Designing the ultimate online marketing campaign

Designing the ultimate online marketing campaign

Online marketing is a strange beast. Every creative wishes they were Don Draper and Peggy Olson, the magical duo in Mad Men who can sit back and come up with an amazing line out of thin air and then stand behind it with conviction until the client realises that it will change their business forever. Online creatives don’t do this – the perfect online marketing campaign is never created in an instant. You can have great ideas, you can run with them, but the only thing that will prove you right or wrong is data, and online marketing offers bucketloads of the stuff.

Does this mean there’s no room for creativity and skill? On the contrary, driving online sales and leads is pretty far from marketing by numbers.

Each campaign needs new creative, new copy, new design and new coding.
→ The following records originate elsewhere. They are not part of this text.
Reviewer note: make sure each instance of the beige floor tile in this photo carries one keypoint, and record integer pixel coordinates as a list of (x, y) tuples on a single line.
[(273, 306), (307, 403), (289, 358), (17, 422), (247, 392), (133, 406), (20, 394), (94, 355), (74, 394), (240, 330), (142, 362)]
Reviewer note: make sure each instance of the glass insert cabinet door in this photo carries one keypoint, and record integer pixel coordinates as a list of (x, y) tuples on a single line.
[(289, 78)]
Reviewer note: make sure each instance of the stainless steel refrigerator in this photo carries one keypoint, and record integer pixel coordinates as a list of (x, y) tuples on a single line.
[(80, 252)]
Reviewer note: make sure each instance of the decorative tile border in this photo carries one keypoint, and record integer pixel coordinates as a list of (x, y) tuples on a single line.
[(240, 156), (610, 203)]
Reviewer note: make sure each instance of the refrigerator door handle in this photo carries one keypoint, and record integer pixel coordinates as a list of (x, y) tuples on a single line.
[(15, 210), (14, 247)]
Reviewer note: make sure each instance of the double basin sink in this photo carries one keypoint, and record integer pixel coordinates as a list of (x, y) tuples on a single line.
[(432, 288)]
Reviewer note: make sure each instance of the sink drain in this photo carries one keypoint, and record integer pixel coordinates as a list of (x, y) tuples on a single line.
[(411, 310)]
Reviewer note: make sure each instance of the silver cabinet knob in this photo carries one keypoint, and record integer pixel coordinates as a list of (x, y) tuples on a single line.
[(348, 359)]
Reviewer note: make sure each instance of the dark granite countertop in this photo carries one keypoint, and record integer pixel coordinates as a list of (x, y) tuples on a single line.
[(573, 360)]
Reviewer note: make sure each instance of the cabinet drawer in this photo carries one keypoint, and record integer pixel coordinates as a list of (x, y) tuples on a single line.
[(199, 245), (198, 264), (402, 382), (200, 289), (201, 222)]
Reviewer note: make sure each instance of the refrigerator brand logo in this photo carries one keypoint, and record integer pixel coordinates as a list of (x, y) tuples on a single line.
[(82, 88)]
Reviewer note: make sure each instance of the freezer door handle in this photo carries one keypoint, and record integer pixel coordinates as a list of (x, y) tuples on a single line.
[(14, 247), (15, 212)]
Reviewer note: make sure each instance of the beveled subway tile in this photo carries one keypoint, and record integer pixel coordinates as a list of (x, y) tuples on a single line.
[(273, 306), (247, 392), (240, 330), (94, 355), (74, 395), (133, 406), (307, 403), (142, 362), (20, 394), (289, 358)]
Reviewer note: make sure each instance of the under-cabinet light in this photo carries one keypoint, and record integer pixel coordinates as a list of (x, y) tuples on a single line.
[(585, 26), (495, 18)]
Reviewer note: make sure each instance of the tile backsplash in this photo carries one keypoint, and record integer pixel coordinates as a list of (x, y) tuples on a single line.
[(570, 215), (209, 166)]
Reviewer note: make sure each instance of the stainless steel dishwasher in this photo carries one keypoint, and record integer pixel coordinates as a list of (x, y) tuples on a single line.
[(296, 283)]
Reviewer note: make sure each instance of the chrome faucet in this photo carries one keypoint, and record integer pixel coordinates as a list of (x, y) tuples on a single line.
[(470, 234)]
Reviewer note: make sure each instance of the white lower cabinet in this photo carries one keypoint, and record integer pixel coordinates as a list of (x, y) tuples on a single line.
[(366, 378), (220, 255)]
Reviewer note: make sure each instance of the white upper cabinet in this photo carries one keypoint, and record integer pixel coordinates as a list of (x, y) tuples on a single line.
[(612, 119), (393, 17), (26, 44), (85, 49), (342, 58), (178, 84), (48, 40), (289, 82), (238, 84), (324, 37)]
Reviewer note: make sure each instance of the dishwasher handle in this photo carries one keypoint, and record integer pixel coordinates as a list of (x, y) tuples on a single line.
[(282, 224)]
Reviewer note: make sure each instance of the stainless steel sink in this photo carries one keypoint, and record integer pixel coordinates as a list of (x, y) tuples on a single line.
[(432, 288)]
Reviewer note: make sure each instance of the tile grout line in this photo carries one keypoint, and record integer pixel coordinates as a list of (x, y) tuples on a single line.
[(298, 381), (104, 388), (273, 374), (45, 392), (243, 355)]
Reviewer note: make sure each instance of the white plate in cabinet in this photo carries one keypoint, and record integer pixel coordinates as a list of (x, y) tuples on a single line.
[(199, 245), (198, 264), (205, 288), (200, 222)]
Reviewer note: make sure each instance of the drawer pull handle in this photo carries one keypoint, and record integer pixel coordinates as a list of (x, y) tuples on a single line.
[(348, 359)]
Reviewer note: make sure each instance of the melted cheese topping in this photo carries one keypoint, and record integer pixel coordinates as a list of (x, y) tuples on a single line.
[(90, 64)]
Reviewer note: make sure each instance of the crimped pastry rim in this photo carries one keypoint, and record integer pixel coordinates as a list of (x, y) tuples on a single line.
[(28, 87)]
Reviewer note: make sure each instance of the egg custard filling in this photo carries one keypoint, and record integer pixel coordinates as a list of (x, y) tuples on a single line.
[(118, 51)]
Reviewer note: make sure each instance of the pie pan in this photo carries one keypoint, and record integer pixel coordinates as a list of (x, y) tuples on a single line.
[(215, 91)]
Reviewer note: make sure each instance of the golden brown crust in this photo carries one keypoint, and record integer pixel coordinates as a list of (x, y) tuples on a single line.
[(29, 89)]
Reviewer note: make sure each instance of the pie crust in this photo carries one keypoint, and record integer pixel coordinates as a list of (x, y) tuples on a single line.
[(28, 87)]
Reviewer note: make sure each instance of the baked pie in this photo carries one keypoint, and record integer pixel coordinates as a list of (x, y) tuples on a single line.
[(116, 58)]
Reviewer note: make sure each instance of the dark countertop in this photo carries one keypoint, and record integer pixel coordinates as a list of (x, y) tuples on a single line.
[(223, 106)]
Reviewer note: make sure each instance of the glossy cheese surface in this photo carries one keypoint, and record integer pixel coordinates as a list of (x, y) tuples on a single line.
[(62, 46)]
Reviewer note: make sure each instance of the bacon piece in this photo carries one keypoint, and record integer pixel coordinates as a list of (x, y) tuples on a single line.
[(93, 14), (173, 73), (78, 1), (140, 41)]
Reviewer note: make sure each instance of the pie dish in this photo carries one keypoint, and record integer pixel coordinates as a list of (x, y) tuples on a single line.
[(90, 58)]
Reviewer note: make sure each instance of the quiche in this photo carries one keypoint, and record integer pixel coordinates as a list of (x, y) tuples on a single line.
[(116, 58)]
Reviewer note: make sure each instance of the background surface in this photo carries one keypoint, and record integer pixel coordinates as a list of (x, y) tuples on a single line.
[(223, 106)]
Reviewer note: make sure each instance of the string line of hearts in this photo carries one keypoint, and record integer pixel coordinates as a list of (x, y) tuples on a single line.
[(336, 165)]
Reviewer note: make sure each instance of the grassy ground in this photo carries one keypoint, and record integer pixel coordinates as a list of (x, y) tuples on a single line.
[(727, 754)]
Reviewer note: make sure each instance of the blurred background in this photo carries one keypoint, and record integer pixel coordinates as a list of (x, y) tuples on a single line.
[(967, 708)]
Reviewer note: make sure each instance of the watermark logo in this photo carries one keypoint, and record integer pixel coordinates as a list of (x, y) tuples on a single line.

Every time you wish to test, you need to come up with two (or more) variants of one of the elements and test it accordingly, and you’d have to go through thousands of iterations before you arrived where you need to.

The different iterations are usually slight tweaks to a great and well-thought out campaign: change the colour of a button here, add a word there or remove a field in this form here. Then test, measure, change and move on to the next element.

Any decent online marketer should be obsessed with one thing: conversions. How many people out there can we convert into relationships? How many relationships can we convert into leads? How many leads are we converting into sales?

So what goes into the perfect online campaign? What are the elements top web designers look out for when building a campaign that will convert?

Stunning visuals

First impressions count wherever you are, but online they make or break campaigns. It is so easy to dismiss a mailer that you don’t like that unless the design is immediately captivating, there is a very high chance that it will be closed away and forgotten in seconds.

With online designs, you can’t rely on the physical aspect of your design – there is no expensive paper to woo prospects, no fancy cutter to intrigue them, it all boils down to the quality of the artwork you (or your agency) can come up with.

Designing the ultimate online marketing campaign clear message

Clear message

Beautiful design is nothing without strong copy. You can’t afford to have copy that is not aimed at converting with such a short attention span at your disposal. The only way to convert is to have a message that is clear, concise and to the point.

Show your product or service’s benefits. Make it seem like an obvious choice for punters. Do not lose them in long and winding descriptions and long words. This is not a literary competition – if you like long and complicated words, keep them for when you play scrabble with your friends.

Fewer calls to action

Even if you nail the copy, things can still go awry. Keep it simple, do not try to sell all your products and services at once. It is good to show people that you have variety, but you have to make their next step a no-brainer, and in order to achieve this you should minimise the number of calls to action you have in any online campaign.

This should be a direct consequence of your campaign planning process, during which you should have decided what it is you want your online effort to achieve. If you set out to increase the sales of tablets, don’t confuse your customers by telling them that you also sell computers, laptops, keyboards, mice, printers, consumables, oh – and we also sell mice mats.

Ease of use

You have a perfect campaign, people like it as soon as they land on the page or open the email. They read the copy and seem interested in your product. They click through the strong call to action to buy your product but then boom, they are faced with a form that has 30 fields in it.

You’re asking them to give you their ID card number. You want to know what their grandmother earned in 1936. Once you’ve convinced people to take action you have to make it as easy as possible, so keep forms and steps needed to an absolute minimum. You can always gather more data after you’ve converted the client.

At the end of the day, the perfect online marketing campaign boils down to one thing – how compelling you make it for people out there to take the action you want them to. Put yourself in their shoes and see what they’d want, not what you’d like to flaunt. Online marketing campaigns can be scary at first, but get in there, aim at converting well and you will see your return on investment soar.